Sur la première : "Pour les citoyens, présenter votre carte d'identité" proposait de suivre une ligne noire jusqu'au point de contrôle au milieu du transept. Une deuxième pancarte : "Étrangers : suivre vers le contrôle de verdoyance" indiquait la partie gauche du transept où, à l'abri des regards, s'érigeaient deux tentes noires.

Face aux deux toiles, on les rangea en deux lignes : une pour les femmes l'autre pour les hommes. Soutenue par les jumelles, Plume se présenta la première devant une femme habillée d'un tablier de cuir.

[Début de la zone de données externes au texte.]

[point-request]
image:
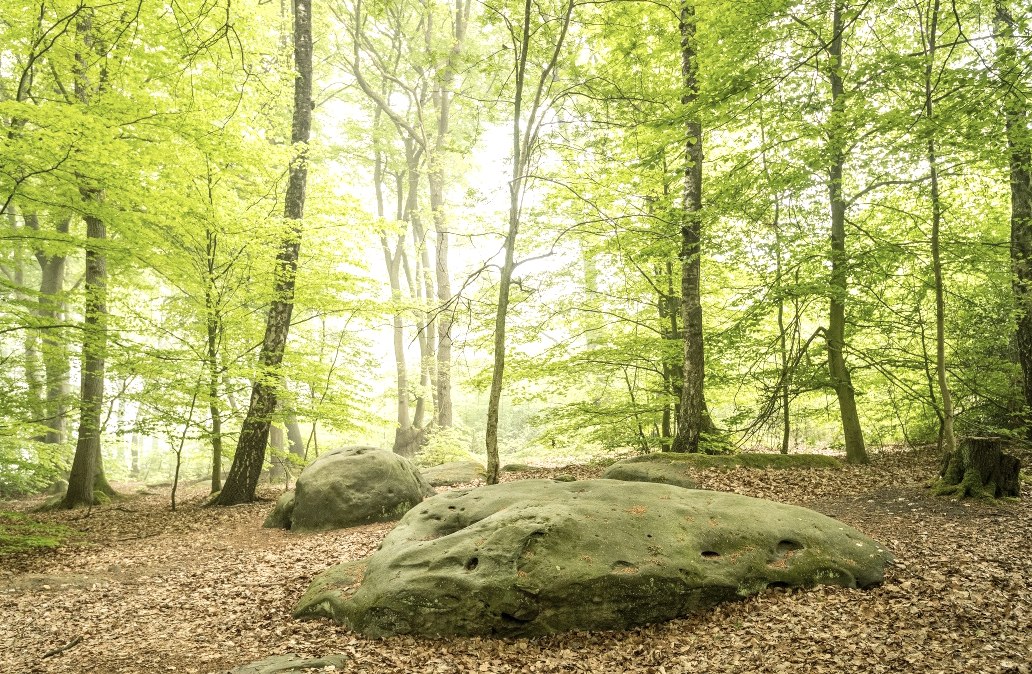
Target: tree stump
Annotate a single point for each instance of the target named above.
(979, 468)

- Vous pouvez marcher seule ?

- Oui, dit l'adolescente pénétrant sous le tissu.

La femme tenait un plateau de métal sur lequel reposaient une petite assiette de céramique, deux paires de lunettes de soleil et une lampe huile qui éclairait faiblement l’intérieur de l’alcôve. L'ameublement se résumait à trois miroirs en pied qui se regardaient et un escabeau, sur lequel la femme posa son plateau.

- Comment est votre vert ?

- Je ne comprends pas?

- Où sont vos taches de vert ?

- Je n'ai pas de taches.

- Même si vous croyez être une terne, on doit quand même vérifier. Déshabillez-vous !

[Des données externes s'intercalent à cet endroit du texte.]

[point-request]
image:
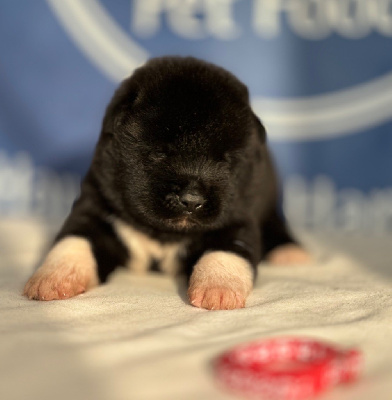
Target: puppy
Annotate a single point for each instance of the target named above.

- Je n'ai pas de taches, le vert recouvre tout mon corps, s'empressa d'ajouter Plume.

- Ah, il fallait le dire. La vérification sera plus simple. Placez vous entre les miroirs. Maintenant, remontez une de vos manches. Maintenant entre les miroirs.

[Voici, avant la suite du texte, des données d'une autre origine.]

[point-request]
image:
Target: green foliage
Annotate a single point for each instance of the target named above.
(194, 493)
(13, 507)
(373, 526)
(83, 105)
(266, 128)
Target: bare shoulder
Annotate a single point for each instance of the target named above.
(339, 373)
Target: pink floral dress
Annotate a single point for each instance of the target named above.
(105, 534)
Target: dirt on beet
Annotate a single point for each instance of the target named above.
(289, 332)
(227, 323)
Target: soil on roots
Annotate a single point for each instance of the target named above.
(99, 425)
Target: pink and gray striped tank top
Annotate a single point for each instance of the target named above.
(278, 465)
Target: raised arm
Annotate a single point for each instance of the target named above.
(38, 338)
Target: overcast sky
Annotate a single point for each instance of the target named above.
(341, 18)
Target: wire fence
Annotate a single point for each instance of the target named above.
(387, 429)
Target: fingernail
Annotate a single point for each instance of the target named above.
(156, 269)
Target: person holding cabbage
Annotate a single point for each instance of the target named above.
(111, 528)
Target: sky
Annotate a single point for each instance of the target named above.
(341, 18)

Elle préleva une paire de lunettes.

- Mettez ça et tendez votre bras devant vous.

Elle mis ses lunettes et plongea la flamme de la lampe dans la poudre blanche sur l'assiette. Un éclair de lumière blanche illumina l'espace. Et, Plume s'éclaira d'un vert phosphorescent, intense dans la quasi obscurité de la tente.

- Effectivement, magnifique vert. Bienvenue parmi nous, ma sœur !

Plume sortit de la tente et se dirigea avec son papier tamponné vers le poste de contrôle au centre de l'église. Jade la précédait dans la file. Pour elle, nul besoin de faire un tour sous la tente. Plume se retourna, c'était au tour d'Esther.

- Je vous dis que ce n'est pas la peine, je ne suis pas une verdoyante !

- Vous l'êtes peut être, sans le savoir. C'est déjà arrivé !

- Croyez moi, je n'ai pas attendu aujourd'hui pour vérifier.

- Je dois contrôler tout le monde !

La femme fit un geste de la main et deux brassards rouges, des femmes, se placèrent de chaque côté de la jésuite. Cube sortit de sa ligne et tout en continuant à surveiller, machinalement commença à desserrer son bracelet de cuir.

- Très bien, je vais le faire votre test !

Esther entra sous la tente suivie de l'opératrice et de son plateau. La coupelle avait été rechargée en poudre blanche.